Discontent has been fed by disillusion with the governing elite. The resignation of Herve Gaymard as finance minister, over a vast apartment he had rented at taxpayers' expense, has worsened the disconnect between the political class and the electorate. That Mr Gaymard could not grasp his mistake only confirmed that impression. Confidence in Mr Chirac slid to 36% in March, down from 41% in January, according to a poll by TNS-Sofres. Confidence in his prime minister, Jean-Pierre Raffarin, stands at just 28%.

Given this political atmosphere, the government is keen, ahead of May 29th, to avoid anything that even hints at confrontation. Already, the education minister, Franois Fillon, has caved in to demands of school pupils, agreeing not to modify the baccalaureat school-leaving exam, as he had originally proposed.
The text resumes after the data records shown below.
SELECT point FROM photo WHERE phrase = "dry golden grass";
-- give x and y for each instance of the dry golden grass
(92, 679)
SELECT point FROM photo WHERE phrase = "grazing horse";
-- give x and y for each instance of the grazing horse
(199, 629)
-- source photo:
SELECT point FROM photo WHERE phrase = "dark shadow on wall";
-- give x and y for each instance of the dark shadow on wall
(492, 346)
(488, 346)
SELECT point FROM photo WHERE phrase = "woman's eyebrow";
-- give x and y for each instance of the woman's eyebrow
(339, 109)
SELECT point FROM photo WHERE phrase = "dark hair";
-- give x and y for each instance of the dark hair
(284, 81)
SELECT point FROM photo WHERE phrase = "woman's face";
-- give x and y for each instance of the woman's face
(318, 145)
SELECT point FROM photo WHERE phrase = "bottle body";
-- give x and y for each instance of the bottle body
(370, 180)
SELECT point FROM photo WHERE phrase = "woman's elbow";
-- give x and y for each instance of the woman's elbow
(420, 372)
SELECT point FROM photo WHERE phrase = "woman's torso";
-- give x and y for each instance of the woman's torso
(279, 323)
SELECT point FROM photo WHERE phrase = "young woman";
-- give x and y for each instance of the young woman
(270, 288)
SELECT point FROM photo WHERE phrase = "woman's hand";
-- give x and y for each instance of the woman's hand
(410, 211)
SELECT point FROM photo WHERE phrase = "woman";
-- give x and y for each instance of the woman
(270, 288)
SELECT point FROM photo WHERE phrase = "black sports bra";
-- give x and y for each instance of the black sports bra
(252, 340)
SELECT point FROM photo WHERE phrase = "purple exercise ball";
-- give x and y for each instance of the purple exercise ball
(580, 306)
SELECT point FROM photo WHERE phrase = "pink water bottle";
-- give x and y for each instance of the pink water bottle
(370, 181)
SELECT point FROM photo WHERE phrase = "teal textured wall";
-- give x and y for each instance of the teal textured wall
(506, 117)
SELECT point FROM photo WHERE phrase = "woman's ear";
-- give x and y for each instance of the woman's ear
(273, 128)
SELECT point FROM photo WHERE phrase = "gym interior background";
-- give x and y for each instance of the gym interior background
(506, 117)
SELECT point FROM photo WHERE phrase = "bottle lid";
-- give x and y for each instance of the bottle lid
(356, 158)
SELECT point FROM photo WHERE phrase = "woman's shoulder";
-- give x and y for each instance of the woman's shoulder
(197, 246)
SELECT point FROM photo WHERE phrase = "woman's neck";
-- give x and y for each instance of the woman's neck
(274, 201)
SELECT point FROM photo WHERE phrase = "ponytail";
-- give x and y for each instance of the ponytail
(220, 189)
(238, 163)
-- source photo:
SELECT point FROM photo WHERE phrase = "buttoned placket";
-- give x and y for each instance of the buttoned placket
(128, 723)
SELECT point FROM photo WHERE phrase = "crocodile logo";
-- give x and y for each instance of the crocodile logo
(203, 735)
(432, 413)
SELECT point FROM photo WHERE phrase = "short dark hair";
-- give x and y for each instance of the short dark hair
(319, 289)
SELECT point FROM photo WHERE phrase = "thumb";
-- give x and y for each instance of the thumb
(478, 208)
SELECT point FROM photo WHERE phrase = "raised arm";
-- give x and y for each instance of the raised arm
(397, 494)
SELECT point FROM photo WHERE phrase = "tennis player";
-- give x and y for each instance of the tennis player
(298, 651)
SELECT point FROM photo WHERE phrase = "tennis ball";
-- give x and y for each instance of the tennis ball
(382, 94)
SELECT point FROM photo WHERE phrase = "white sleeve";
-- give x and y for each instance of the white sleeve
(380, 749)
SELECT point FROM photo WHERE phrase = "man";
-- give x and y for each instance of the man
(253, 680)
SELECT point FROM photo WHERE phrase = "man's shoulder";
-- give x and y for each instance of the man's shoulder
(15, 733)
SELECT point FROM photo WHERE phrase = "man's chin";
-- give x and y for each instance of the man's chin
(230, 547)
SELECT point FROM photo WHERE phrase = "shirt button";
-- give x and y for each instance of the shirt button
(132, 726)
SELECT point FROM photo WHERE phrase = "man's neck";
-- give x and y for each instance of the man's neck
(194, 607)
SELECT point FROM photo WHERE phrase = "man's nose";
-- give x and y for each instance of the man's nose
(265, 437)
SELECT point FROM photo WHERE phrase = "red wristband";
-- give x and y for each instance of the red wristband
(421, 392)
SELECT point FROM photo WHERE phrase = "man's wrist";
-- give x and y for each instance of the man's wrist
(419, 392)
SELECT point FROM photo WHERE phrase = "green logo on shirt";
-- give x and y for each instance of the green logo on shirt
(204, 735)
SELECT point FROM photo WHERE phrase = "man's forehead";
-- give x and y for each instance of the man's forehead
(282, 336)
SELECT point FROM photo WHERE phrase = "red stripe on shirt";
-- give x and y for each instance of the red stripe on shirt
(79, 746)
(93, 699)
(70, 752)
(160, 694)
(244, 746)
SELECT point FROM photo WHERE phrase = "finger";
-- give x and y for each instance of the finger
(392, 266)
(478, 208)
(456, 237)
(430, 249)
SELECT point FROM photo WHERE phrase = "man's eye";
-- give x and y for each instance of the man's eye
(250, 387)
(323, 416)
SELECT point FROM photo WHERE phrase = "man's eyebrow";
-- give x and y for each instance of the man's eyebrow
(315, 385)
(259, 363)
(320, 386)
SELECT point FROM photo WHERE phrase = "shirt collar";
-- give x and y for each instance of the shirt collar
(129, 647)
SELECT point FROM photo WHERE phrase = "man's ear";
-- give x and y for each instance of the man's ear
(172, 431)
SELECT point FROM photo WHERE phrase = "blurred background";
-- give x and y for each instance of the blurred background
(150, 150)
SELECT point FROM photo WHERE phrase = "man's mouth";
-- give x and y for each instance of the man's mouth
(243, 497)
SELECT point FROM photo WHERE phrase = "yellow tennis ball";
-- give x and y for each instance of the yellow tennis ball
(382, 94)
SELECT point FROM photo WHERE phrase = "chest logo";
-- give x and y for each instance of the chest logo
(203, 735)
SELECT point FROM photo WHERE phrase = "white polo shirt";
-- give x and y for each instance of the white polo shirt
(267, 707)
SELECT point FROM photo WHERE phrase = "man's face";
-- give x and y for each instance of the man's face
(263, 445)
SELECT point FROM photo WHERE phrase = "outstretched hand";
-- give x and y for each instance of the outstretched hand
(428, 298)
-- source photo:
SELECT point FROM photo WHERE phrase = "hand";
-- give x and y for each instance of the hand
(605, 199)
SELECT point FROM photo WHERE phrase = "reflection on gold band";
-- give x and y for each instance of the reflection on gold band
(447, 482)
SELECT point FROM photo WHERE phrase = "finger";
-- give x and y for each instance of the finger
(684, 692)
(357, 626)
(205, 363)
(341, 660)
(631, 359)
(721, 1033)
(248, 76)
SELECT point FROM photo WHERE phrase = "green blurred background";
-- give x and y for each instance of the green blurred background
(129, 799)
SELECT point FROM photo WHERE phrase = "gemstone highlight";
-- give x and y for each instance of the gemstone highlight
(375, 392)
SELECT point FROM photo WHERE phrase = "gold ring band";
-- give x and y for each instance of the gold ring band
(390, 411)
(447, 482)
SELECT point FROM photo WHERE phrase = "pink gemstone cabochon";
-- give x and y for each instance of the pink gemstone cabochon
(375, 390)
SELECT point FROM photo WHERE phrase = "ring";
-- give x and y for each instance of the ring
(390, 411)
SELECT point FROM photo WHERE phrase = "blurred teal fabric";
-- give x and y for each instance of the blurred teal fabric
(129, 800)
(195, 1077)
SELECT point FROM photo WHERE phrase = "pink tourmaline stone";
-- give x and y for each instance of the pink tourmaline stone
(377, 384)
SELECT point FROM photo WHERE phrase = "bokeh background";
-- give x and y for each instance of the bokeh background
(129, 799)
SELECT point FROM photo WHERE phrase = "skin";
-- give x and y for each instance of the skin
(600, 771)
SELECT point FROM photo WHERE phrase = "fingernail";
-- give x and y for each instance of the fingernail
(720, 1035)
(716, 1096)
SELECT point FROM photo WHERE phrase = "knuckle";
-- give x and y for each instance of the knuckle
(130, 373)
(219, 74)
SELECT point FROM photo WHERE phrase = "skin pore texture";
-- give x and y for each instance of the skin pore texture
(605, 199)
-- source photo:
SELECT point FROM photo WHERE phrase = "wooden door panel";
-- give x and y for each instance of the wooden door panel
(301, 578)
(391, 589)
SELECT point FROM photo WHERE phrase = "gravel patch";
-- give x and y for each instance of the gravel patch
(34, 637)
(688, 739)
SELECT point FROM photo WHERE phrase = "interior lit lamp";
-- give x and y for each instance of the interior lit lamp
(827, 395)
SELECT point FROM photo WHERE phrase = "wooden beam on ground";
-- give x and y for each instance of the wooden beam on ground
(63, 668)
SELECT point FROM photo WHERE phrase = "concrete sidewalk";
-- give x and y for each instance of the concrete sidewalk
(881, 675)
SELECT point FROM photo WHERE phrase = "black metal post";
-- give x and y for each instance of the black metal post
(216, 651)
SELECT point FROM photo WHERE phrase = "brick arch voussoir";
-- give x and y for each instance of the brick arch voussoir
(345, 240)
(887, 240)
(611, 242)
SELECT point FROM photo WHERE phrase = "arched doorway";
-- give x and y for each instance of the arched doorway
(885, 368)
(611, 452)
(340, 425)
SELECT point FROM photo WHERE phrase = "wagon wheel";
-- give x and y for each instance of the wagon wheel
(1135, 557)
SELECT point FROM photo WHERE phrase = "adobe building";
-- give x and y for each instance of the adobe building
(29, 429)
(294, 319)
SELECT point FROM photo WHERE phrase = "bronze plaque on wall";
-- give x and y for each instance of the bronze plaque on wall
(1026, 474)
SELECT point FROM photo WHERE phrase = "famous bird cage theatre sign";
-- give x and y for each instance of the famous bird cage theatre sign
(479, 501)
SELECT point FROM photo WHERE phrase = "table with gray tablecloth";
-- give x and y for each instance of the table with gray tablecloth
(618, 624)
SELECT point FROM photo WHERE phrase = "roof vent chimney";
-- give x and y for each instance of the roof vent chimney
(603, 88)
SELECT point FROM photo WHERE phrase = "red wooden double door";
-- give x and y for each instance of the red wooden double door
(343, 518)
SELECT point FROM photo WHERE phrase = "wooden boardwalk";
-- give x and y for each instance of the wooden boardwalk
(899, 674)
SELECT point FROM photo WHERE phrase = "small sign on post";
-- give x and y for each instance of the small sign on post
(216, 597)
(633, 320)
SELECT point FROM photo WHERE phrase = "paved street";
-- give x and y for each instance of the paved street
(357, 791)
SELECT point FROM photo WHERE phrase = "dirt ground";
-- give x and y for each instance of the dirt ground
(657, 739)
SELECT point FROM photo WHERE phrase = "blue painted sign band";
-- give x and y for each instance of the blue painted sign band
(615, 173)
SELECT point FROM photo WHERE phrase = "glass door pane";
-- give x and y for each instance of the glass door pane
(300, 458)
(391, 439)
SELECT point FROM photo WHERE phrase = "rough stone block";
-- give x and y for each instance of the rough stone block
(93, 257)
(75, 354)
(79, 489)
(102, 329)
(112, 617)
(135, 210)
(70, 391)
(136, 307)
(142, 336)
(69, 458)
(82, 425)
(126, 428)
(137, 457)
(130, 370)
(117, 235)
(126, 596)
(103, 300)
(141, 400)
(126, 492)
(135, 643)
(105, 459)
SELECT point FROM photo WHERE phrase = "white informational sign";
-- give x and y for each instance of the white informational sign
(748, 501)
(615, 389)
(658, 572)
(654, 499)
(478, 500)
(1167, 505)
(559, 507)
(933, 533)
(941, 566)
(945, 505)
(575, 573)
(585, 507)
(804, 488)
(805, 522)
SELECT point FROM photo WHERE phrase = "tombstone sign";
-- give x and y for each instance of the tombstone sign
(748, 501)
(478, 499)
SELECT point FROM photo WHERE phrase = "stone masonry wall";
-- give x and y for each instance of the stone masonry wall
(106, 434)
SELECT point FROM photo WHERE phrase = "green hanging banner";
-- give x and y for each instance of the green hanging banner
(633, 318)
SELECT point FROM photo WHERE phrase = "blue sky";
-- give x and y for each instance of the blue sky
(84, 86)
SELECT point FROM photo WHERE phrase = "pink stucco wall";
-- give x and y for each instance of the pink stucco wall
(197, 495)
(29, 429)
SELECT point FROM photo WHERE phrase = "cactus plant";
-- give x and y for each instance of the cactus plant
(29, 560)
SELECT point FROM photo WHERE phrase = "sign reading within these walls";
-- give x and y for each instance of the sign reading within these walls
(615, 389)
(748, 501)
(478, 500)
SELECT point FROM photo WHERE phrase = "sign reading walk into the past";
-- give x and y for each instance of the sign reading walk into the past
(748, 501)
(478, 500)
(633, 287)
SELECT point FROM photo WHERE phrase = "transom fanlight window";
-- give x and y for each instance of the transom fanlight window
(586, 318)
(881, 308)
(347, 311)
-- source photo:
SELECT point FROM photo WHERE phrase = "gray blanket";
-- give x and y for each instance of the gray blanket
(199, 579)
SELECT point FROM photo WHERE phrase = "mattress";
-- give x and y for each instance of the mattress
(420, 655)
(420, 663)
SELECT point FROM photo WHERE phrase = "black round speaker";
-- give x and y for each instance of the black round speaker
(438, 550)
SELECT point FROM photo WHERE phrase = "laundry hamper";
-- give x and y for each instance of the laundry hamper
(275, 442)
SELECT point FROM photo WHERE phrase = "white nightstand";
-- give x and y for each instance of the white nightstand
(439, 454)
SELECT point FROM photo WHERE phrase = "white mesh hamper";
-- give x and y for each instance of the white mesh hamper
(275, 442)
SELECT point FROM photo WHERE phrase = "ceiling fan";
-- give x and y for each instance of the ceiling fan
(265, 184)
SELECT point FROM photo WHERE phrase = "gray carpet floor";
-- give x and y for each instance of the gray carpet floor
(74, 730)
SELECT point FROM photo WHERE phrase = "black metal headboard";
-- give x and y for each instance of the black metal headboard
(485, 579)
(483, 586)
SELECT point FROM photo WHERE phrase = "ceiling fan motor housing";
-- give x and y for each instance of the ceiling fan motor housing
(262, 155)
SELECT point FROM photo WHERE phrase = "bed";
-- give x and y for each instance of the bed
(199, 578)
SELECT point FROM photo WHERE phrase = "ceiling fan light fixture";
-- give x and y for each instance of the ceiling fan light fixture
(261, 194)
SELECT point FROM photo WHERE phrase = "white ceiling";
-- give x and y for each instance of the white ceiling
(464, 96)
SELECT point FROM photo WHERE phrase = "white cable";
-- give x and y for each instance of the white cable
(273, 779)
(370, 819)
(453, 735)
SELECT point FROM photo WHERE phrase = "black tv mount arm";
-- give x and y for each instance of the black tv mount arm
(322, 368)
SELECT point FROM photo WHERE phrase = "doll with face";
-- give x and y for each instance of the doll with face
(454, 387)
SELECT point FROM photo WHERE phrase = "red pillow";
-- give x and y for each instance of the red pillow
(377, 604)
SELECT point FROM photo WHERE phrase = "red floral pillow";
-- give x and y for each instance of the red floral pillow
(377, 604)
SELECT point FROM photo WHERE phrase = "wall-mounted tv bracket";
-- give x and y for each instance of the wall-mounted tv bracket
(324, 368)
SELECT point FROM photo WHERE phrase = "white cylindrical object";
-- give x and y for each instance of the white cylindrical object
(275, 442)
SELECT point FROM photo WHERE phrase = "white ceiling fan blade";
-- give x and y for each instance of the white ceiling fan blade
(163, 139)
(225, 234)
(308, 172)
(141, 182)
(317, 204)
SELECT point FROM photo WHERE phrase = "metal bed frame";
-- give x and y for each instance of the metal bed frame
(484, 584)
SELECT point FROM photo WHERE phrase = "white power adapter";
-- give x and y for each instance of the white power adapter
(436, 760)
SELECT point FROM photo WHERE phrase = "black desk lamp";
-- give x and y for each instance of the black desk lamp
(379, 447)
Mr Raffarin has firmly rejected the European Commission's services directive, a measure seen in France as evidence of the takeover of Europe by Anglo-Saxon free-marketeers.

Will their despondency affect voters' judgment of the EU constitution? So far, polls suggest that they will say yes, but by an ever-shrinking margin: 58%, says a March poll by Ifop, down from 61% in February. Indeed, this erosion, which mirrors that ahead of the narrow 1992 vote in favour of the Maastricht treaty, explains Mr Chirac's decision to hold the referendum earlier than he had planned.

That the French are still favourable at all hints at a certain readiness to see past an unpopular government. Moreover, of the two-fifths who are undecided, twice as many are inclined towards a yes as towards a no, according to Ifop. That means that a higher turnout is likely to favour a yes. The ruling UMP party, led by Nicolas Sarkozy, voted at the weekend by an overwhelming 90% to support the constitution. And the opposition Socialists, led by Franois Hollande, have launched their own yes campaign, with billboards that make use of such cheap slogans as “Yes to a strong Europe facing America” .

The Socialists' difficulty in finding the right voice for their campaign encapsulates a broader problem. As Mr Hollande concedes, “the temptation exists to punish Chirac and thereby to punish Europe. That is what we have to avoid.” Hence his posters remind the French to say yes “along with all of Europe's socialists”. In other words, he is trying to show that it is possible to be both against the government and for the constitution.

But confusion remains. For one thing, widespread hostility to Turkey's entry into the EU is muddling voters: should they reject the constitution, even though it says nothing about Turkey? For another, the group of rejectionists on the left is growing, starting with Laurent Fabius, the Socialists' number two, who led a breakaway camp against the constitution last year. Although he lost an internal vote on the matter, he has not kept quiet since. “I'm not going to conduct a no campaign in terms of stump speeches,” Mr Fabius says, “but I can't hide the fact that I will vote no.” The CGT, the country's biggest union, has also decided to campaign against, as has Attac, an anti-globalisation lobby.

Some on the left mischievously accuse Mr Hollande of being Mr Chirac's campaign director. He got a personal taste last weekend of how hard it is to get the message right. Out on a march in defence of public services, he had hoped once again to show that there was no contradiction in criticising the government and supporting the EU constitution. But anti-constitution campaigners hijacked the event, and pelted him with snowballs.

Dislike of the government could overshadow the French Referendum on the European Constitution, due to take place on 29 May 2005.